An app offering real-time translations is to allow people in Japan to speak to foreigners over the phone with both parties using their native tongue. NTT Docomo - the country's biggest mobile network - will initially convert Japanese to English, Mandarin and Korean, with other languages to follow. It is the latest in a series of telephone conversation translators to launch in recent months. Lexifone and Vocre have developed other products. Alacatel-Lucent and Microsoft are among those working on other solutions. The products have the potential to let companies avoid having to use specially trained multilingual staff, helping them cut costs. They could also aid tourism.
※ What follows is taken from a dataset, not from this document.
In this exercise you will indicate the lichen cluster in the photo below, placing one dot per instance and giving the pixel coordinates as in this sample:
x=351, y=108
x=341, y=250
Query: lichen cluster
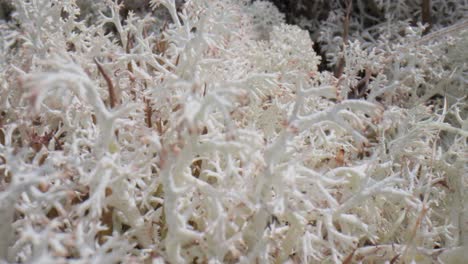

However, the software involved cannot offer perfect translations, limiting its use in some situations.
Cloud technology
NTT Docomo unveiled its Hanashite Hon'yaku app for Android devices at the Combined Exhibition of Advanced Technologies (Ceatec) show in Japan earlier this month, and plans to launch it on 1 November. It provides users with voice translations of the other speaker's conversation after a slight pause, as well as providing a text readout.
"French, German, Indonesian, Italian, Portuguese, Spanish and Thai will be added for this application in late November, raising the number of non-Japanese languages to 10," the firm said in a statement.
"Fast and accurate translations are possible with any smartphone, regardless of device specifications, because Hanashite Hon'yaku utilises Docomo's cloud [remote computer servers] for processing."